NOMINE – Partita senza dubbio impegnativa. Nella seconda metà di maggio, al più tardi all’inizio di giugno, è attesa l’indicazione, da parte del Tesoro, dei nomi dell’amministratore delegato e del presidente, che dovranno essere votati a maggioranza dai due terzi dalla Commissione parlamentare di vigilanza. Il premier, Mario Draghi, e il ministro dell’Economia, Daniele Franco, hanno solo qualche settimana per fare le scelte. E’ stata incaricata una società di cacciatori di teste per individuare i profili più idonei, sui quali orientarsi. Ma negli ambienti parlamentari e della maggioranza già iniziano a circolare nomi e ipotesi. E’ in questo dibattito, tutto sottotraccia, che Matteo Salvini si scaglia contro la sinistra che vuole lottizzare tutto e chiede un amministratore delegato interno e meritevole, senza tessere, parentele o amicizie importanti. E soprattutto che non abbia sponsor di sinistra. Altri toni sceglie invece il Pd, rimarcando l’esigenza di una  discontinuità nella governance e nelle gestione delle nomine.

NOMI – E veniamo al concreto, ai nomi. Come possibile amministratore delegato si parla di una figura solida all’interno della Rai, ossia del responsabile dei palinsesti, Marcello Ciannamea (piacerebbe alla Lega), o, in alternativa, di Paolo Del Brocco, amministratore delegato di Rai Cinema. Tra gli esterni circolano, nei rumors parlamentari, i nomi di Eleonora Ripa, di OpenFiber, Laura Cioli, già in Rcs, o Eleonora (Tinny) Andreatta, considerata vicina al Pd, ma poco gradita al centrodestra, con in più l’ostacolo della clausola di non concorrenza a frenare il ritorno in Rai da Nextflix. Quanto alla figura del presidente, il nome dovrà trovare il consenso di una larga maggioranza in commissione di vigilanza, ed è anche sotto questa luce che si valutano i nomi. Si fanno quelli dei giornalisti Ferruccio De Bortoli, già indicato nei mesi scorsi come possibile sottosegretario all’Editoria, e Paola Severini Melograni, ma anche quelli dell’ex dg Mauro Masi e dell’economista Alberto Quadro Curzio.
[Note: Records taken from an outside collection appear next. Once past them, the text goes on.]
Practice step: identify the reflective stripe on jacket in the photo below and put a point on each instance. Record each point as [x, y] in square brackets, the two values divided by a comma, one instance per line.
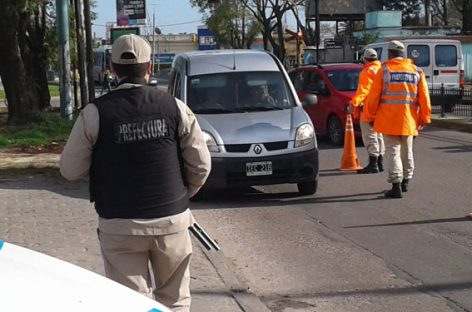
[399, 101]
[365, 81]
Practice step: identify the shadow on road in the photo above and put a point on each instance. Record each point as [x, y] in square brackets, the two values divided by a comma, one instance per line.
[43, 179]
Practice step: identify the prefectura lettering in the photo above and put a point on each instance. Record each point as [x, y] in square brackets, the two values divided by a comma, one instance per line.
[138, 131]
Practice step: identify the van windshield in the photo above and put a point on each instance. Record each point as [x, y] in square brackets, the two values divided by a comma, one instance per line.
[238, 92]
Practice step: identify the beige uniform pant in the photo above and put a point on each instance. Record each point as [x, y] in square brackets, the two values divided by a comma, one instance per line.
[373, 141]
[127, 259]
[400, 163]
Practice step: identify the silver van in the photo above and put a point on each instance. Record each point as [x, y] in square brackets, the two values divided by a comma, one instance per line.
[440, 59]
[256, 128]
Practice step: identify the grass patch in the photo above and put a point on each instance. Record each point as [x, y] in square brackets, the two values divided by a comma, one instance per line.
[53, 91]
[48, 127]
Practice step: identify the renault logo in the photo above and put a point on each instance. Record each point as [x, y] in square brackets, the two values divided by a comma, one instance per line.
[257, 149]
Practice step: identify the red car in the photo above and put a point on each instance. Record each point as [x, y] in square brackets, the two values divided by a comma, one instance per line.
[334, 85]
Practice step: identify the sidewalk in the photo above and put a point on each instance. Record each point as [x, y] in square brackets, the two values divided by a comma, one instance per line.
[453, 122]
[44, 212]
[48, 214]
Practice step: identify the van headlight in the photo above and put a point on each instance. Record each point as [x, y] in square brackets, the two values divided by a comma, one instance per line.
[305, 135]
[211, 142]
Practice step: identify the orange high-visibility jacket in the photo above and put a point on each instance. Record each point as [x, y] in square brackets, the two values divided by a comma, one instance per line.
[365, 81]
[398, 101]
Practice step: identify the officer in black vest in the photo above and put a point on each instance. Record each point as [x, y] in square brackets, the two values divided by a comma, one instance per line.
[146, 156]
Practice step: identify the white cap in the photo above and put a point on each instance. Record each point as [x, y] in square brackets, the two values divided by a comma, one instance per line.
[130, 45]
[370, 54]
[396, 45]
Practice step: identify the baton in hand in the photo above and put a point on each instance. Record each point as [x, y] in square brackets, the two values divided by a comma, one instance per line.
[203, 237]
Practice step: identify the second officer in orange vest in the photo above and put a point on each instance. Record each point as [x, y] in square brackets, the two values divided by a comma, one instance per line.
[399, 106]
[373, 141]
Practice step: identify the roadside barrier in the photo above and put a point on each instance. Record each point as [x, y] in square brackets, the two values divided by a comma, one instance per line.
[350, 161]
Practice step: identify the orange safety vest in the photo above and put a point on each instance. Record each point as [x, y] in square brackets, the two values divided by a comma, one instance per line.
[399, 101]
[365, 81]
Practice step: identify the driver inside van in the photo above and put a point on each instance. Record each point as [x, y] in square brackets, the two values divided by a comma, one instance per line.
[211, 100]
[259, 97]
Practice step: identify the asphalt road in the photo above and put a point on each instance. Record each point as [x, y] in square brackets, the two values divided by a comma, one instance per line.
[347, 248]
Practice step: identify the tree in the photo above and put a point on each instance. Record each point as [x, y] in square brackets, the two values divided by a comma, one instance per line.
[464, 7]
[267, 13]
[23, 58]
[411, 10]
[232, 26]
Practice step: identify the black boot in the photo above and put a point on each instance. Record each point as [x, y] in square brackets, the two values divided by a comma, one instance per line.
[405, 185]
[372, 167]
[380, 163]
[395, 192]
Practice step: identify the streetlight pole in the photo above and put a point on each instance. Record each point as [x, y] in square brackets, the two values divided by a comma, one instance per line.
[64, 58]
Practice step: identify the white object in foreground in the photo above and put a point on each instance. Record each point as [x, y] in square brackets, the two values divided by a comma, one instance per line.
[32, 281]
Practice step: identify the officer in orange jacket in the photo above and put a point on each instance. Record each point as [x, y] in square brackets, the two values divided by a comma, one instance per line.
[399, 106]
[373, 141]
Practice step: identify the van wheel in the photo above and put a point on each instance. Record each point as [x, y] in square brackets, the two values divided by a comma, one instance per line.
[307, 188]
[335, 131]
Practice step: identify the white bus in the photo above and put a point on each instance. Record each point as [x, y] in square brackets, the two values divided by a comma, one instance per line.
[101, 62]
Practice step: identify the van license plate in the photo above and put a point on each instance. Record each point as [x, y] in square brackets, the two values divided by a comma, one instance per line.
[259, 168]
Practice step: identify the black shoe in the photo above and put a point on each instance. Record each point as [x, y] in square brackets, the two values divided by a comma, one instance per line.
[372, 167]
[395, 192]
[405, 185]
[380, 163]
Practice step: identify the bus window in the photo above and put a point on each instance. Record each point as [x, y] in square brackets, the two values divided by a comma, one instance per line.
[446, 55]
[419, 54]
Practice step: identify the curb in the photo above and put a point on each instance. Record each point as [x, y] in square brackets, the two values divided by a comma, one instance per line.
[454, 123]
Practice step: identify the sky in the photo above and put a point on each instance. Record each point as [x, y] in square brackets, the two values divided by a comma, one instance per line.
[171, 16]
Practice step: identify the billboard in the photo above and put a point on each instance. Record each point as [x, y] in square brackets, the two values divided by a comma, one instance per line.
[334, 8]
[117, 32]
[206, 39]
[130, 12]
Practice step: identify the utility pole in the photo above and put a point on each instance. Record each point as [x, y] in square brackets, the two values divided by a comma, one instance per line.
[317, 33]
[79, 22]
[153, 39]
[89, 50]
[64, 58]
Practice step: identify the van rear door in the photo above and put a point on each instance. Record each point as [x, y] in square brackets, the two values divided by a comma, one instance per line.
[446, 67]
[421, 56]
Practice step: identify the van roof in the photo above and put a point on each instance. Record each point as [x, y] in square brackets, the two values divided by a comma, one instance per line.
[423, 40]
[220, 61]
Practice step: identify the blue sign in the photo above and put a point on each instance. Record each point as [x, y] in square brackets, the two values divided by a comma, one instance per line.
[206, 39]
[164, 58]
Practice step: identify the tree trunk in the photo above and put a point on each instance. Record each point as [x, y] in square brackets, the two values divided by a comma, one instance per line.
[21, 67]
[466, 20]
[12, 70]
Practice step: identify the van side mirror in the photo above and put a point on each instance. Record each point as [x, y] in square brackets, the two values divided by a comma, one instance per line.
[310, 99]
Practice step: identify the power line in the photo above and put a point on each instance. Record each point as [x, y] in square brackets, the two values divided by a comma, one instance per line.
[167, 25]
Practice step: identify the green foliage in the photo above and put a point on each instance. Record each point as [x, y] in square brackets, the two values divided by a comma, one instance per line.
[46, 128]
[366, 38]
[411, 10]
[53, 91]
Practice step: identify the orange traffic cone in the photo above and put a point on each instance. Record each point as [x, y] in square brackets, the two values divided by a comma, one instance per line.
[350, 160]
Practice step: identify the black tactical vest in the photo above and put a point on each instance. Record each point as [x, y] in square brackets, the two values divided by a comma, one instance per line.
[137, 170]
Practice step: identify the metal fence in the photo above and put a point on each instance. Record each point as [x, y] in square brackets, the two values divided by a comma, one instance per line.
[451, 101]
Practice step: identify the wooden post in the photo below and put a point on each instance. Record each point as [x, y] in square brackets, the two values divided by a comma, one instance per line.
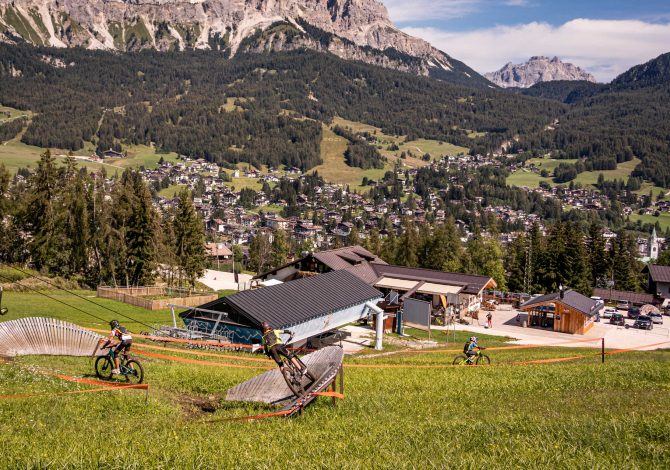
[333, 388]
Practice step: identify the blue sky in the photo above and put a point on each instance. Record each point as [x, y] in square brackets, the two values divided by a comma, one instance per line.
[605, 37]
CENCELLI – Un tema sarà l’equilibrio di genere tra le nomine. Anche tra i quattro esponenti di nomina parlamentare, cui si sommerà il rappresentante dei sindacati interni (dovrebbe essere confermato Riccardo Laganà). Il manuale Cencelli prevederebbe un rappresentante del Pd, uno del M5s, uno della Lega e uno di Fdi o di Fi. Su quest’ultima casella pesano gli equilibri interni al Centrodestra, con le scorie delle tensioni sulla presidenza del Copasir. Gli azzurri preferirebbero incidere sulla scelta del nome del presidente, piuttosto che indicare un consigliere, la Lega potrebbe puntare ancora su Igor De Biasio e Fdi su Giampaolo Rossi, ma la partita tra gli alleati è aperta. In ogni caso bisogna che alla Rai torni un clima sereno e voglioso di puntare non solo alla rinascita interna, ma a quella del Paese dopo la pandemia. Certe notizie che arrivano in queste ore da Saxa Rubra, come quella della lite fra due giornalisti – finita a cazzotti, e con l’intervento della polizia – fanno rabbrividire. Nelle redazioni si può discutere (è successo e succederà sempre), ma bisogna avere rispetto del proprio ruolo. A maggior ragione nel servizio pubblico. Ecco perchè sono necessarie, ai vertici, figure di indubbio prestigio, dotate di capacità e carisma.